The focus now is on Weibel Family classics including Sauvignon Blanc, Chardonnay, Pinot Noir and Zinfandel made with Mendocino fruit grown at their vineyards in Redwood Valley and Potter Valley. Weibel's Cabernet Sauvignon is made with grapes from Alexander Valley a short distance south off Highway 101 in Sonoma County.

"This is a fun tasting room," says the slim, stylish and personable Pedroni, wearing an alpaca poncho a friend recently brought back from Peru and leopard print slacks and heels. Part of the fun comes from the variety of sparkling wines.

"We have two California Champagnes and four fruit flavored sparkling wines," says Pedroni. All Weibel sparkling wine begins with French Colombard grapes. It is made in the "charmant" method whereby a "cold secondary fermentation takes place in stainless steel tanks." Their Grand Cuvee is an off dry sparkler with small bubbles and a go-with-anything flavor. Their Stanford Brut "has elements of peach, apricot and hazelnut, which makes it complementary with cheeses as well as the salad course."

For Pedroni, the bonus is the range of flavors of the popular Sparkelles. "I always bring Sparkelle to wine tastings," she says, adding that it is an immediate hit and the orders and repeat customers are growing.

All the Sparkelle flavors are from natural ingredients and infused into the wine, giving them bright intense flavors, which include Pomegranate, Peach, Raspberry and Almond. In her spare time Pedroni created a dozen cocktail recipes using Sparkelle including the Hopland Highball which combines vodka, Chambord and Pomegranate Sparkelle and the Mendocino Cosmo made with Raspberry Sparkelle, raspberry vodka, Triple Sec, and Chambord.

Working closely with Fred and Justin Weibel, Pedroni oversees the consumer marketing for Weibel. She was born and raised in the southern Sierras in the hamlet of Kernville with a population of 600. "We had rattlesnakes on the front porch and bears in the orchard," she shares. She left after high school and received her degree in Social Sciences and English Composition from Cal Poly, San Luis Obispo. She moved to Ukiah in 1985. While raising her son Ben, she trained for triathlons, of which the high point was taking fifth place in her age group in the 2002 Ironman World Championship competition in Kona. She retired from Ironman competitions the next year. "Now I drink lots of wine and eat lots of cheese," she says with glee.

Pedroni started working in Mendocino's wine business when she got a job at Jeriko Winery and worked with Daniel Fetzer for three-and-a-half years. She's been at Weibel since April of last year and still finds time to do interior design on the side. "This suits me. I love Mendocino County, the wines and the industry." And she loves the details about grape growing and winemaking, she tells me as we walk past the lab where grape and barrel samples are checked.

Heading downstairs to the barrel room, which is one of the favorite event locations, she says, "We can arrange the barrels and decorate to any taste and style." Sixteen-foot-high double redwood doors open to the garden and lawn area, where many weddings have been performed.

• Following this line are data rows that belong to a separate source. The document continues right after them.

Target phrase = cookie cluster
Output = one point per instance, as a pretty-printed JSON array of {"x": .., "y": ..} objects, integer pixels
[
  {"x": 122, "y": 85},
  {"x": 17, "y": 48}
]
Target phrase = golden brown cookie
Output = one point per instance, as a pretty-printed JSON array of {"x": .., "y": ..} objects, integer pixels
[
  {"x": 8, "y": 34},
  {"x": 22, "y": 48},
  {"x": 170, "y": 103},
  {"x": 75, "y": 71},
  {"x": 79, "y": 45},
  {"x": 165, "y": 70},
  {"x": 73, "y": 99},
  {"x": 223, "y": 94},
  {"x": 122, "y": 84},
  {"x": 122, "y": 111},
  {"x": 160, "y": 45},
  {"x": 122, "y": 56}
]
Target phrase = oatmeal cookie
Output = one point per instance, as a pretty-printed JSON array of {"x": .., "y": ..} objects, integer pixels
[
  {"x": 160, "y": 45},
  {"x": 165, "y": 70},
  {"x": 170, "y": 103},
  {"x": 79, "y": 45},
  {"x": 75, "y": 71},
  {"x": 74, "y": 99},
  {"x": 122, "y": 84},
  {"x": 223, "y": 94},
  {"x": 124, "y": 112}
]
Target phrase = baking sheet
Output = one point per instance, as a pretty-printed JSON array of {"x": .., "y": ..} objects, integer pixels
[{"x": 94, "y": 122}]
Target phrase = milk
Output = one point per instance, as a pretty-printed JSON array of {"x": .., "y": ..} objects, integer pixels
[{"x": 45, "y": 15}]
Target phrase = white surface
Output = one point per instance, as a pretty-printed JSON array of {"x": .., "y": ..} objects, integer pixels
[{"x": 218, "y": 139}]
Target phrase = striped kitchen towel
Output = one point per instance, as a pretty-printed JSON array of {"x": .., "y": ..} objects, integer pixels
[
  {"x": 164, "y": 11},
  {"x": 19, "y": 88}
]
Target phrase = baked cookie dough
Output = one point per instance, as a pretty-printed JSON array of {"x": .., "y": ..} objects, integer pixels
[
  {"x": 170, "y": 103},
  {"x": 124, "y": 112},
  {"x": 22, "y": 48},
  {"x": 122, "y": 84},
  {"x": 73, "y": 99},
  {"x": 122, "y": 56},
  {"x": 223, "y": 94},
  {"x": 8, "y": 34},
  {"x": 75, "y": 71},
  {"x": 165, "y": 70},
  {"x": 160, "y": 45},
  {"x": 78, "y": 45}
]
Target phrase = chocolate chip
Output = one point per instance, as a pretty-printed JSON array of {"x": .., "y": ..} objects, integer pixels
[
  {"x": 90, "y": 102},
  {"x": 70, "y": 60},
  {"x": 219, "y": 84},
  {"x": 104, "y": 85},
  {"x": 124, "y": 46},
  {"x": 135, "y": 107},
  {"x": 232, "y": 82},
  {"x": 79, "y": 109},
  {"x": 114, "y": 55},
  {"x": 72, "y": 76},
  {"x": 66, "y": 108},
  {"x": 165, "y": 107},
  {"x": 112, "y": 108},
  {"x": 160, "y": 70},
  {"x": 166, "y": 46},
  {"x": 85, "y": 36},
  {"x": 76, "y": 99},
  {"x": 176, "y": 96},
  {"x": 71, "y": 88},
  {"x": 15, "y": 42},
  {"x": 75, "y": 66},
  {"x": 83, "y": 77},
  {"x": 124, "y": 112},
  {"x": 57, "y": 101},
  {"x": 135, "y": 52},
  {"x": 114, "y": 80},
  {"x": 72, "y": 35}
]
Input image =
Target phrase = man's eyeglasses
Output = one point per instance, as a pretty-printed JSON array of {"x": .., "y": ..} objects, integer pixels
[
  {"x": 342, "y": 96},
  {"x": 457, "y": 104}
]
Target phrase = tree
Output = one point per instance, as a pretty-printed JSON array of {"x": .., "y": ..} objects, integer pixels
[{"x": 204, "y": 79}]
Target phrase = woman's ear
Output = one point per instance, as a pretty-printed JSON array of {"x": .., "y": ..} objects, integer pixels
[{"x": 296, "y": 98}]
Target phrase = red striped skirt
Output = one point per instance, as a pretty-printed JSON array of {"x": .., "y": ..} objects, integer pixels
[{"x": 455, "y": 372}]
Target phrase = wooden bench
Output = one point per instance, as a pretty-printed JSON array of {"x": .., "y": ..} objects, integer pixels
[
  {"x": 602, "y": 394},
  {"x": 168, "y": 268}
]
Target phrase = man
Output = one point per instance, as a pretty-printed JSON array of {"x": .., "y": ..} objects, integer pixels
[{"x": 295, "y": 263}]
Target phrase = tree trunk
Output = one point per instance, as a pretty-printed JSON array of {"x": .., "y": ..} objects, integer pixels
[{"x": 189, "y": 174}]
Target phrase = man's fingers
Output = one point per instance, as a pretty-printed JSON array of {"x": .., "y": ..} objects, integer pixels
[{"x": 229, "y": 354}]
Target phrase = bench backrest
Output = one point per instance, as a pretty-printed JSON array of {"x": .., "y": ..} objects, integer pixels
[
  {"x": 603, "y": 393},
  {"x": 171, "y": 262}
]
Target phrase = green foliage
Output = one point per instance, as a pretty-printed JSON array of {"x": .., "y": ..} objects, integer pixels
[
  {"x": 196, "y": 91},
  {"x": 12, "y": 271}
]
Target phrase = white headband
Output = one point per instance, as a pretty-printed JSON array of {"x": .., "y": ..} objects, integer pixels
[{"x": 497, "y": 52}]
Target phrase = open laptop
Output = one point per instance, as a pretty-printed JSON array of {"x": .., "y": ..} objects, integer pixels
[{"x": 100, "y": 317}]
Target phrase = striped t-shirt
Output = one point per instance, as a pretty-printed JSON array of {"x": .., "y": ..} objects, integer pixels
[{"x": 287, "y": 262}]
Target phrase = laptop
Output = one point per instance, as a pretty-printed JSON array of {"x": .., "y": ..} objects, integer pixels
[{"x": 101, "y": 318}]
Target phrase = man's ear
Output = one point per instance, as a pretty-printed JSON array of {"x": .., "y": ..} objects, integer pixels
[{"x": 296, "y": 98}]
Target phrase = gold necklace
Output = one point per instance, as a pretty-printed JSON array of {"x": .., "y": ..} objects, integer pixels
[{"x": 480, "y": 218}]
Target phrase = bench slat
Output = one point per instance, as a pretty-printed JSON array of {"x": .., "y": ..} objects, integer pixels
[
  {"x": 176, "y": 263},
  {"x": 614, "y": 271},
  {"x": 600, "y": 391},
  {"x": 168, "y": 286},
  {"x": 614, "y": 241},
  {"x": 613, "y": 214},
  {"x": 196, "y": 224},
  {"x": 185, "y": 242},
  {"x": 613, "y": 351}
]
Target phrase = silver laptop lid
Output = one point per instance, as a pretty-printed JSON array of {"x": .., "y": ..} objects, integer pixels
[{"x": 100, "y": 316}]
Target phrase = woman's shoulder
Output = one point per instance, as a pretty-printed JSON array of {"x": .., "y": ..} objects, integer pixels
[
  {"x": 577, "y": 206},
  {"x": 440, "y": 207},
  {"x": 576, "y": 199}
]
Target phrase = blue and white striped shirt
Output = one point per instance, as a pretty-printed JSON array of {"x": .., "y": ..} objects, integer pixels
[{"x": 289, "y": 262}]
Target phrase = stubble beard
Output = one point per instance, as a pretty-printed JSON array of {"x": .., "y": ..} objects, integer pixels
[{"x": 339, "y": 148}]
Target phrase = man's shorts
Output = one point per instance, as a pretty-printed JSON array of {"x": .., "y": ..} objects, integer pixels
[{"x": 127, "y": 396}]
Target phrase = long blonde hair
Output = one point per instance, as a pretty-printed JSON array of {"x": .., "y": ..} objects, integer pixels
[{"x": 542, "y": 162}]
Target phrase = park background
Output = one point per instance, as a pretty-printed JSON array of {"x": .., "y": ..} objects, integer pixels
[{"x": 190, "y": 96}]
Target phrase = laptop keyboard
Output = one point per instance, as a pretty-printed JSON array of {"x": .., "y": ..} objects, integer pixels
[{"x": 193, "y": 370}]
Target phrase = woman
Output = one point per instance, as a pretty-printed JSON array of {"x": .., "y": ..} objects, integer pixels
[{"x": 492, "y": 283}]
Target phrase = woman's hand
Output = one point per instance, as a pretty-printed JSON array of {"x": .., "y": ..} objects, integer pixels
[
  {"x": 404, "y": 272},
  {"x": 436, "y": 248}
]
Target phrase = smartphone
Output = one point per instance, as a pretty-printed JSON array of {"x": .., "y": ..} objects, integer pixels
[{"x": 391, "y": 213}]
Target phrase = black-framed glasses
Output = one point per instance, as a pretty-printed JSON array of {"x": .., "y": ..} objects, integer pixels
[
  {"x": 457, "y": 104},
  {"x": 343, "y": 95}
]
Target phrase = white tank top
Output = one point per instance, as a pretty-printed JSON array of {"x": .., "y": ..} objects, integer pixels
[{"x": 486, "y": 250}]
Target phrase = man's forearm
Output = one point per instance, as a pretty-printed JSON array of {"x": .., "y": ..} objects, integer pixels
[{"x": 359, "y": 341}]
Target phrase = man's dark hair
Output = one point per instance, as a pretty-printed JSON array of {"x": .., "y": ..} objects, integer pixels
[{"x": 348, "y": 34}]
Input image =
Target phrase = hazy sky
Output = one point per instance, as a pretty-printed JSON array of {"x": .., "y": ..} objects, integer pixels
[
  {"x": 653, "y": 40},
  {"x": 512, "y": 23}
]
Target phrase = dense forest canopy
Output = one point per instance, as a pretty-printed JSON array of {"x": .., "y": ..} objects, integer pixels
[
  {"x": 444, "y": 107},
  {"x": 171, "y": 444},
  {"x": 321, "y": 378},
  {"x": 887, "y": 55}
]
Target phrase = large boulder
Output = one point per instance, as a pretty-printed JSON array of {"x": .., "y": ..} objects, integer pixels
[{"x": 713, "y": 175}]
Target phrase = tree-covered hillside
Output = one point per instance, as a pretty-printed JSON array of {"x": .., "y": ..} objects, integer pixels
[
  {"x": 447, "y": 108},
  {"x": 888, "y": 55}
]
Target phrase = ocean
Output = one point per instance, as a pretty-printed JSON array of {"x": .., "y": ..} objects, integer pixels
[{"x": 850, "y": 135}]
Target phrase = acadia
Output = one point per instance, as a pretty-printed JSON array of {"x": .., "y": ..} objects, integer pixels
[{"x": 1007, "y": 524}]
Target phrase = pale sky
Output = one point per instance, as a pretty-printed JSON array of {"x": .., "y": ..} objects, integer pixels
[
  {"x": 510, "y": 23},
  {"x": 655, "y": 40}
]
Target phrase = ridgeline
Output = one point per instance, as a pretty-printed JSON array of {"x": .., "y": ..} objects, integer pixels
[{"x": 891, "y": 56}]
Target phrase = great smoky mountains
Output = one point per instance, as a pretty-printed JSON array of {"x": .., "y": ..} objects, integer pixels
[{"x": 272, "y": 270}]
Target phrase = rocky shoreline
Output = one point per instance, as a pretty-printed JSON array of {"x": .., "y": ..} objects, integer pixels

Back in the tasting room filled with ambient light from all the windows, jazz music plays in the background. Pedroni sets out tasting glasses and I look around, feasting on the view, peering through the round window into a darkened barrel cellar, and examining the handcrafted woodwork which sets the tone for the family's wines. Closed Sunday and Monday except by appointment, Weibel Family Vineyards is worth a visit to discover the new-old Mendocino grown wines and experience the ongoing Weibel story and their tranquil scene.

"I never grow weary of the view," says Pedroni, looking out over the spindly winter pre-pruned vines jutting between tiny tufts of green grass. "It changes daily with the light and the season."

Tasting Notes: Weibel Family's 2008 Mendocino Sauvignon Blanc was the perfect post holiday palate refresher. Crisp with a citrusy aroma and rich body, we sipped and savored it with pasta topped with reheated pesto we had frozen in ice cube trays from the summer bounty. (And to make serving it with ease, it has a screw top; happy new year).